Your student debt is weighing on the back of your conscious, and you would feel guilty saving for retirement with this outstanding. You decide to put an additional 10% of your salary towards student loans. You commit that $417 ($50,000 x 0.10 = $5,000/12 = $417) a month making extra payments to pay down your student loans totaling a payment of $911/month ($494 + $417). How about that! You were able to cut your loan term down from 10 years to just 5 years while saving $4,764 in interest!
After paying off your loan in those five short years, you then decide to commit the next five years to put the payments that you used to make towards your student loans ($494) instead towards your 401k, meaning you also receive the company’s offered 3% match ($50,000 x 0.1 = $5,000 + $1,500 = $6,500/12 = $541). This means that every month you’re contributing a total of $1,035 ($494 + $541 = $1,035) towards your retirement.
Assuming a 9.8% year-over-year return over those five years, the long-term average of the S&P 500, your 401k balance is almost $80,000. Not bad! But again, was that the best use of your assets?
Let’s try this double time
After refinancing you pay your normal student loan payment ($494) over 10 years, while at the same time you start contributing 10% plus employer match to your 401k ($541).
Contributing to your 401k while still paying off your student loan puts your 401k balance after ten years at $109,696. This is ultimately almost $30,000 more than if you had paid off your student loans before starting to contribute even at a higher amount ($109,696 – $79,725 = $29,971).
Here’s the real kicker, that money is in a long-term retirement account that can’t be touched until 59.5. Let’s assume you don’t contribute another penny to your 401K after this ten-year experiment.
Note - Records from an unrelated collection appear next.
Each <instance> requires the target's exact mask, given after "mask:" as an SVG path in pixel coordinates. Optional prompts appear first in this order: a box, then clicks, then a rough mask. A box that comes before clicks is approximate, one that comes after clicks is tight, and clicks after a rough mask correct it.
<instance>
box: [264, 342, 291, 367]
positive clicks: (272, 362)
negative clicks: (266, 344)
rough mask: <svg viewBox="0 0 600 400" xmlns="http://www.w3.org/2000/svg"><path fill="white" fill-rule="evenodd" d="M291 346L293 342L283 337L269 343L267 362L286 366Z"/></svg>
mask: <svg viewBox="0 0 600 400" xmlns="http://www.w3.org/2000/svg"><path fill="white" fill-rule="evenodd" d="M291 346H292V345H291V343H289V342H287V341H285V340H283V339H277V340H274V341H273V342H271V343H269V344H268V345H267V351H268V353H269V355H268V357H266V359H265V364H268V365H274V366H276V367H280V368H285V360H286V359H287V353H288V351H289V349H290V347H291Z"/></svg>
After 25 years your retirement account is now looking quite flush at $1,135,662. Let’s compare that to having waited to contribute to your 401k just five years.
Let that sink in. That is a difference of $310,284.
While there is a strong case to invest in your retirement even with a student loan, financial planning and decisions like this aren’t black and white. Some folks have a higher tolerance for debt. Some have a higher tolerance for market volatility, which would be necessary for an all-stock portfolio until 60. Some might not be able to refinance their loans. As I told my newfound doctor friends before we all hopped on a painfully long flight home, be sure to sit down with a professional to see if prioritizing your 401k or student loans makes more sense for you.
This information is provided to you as a resource for informational purposes only and should not be viewed as investment advice or recommendations. Investing involves risk, including the possible loss of principal. There is no guarantee offered that investment return, yield, or performance will be achieved. There will be periods of performance fluctuations, including periods of negative returns. Past performance is not indicative of future results when considering any investment vehicle. This information is being presented without consideration of the investment objectives, risk tolerance, or financial circumstances of any specific investor and might not be suitable for all investors. This information is not intended to, and should not, form a primary basis for any investment decision that you may make. Always consult your own legal, tax, or investment advisor before making any investment/tax/estate/financial planning considerations or decisions. Please note this piece we used the S&P500 instead of the normal “conservative” return as this article is geared towards a younger investor likely investing in the S&P500 as opposed to a typical income portfolio.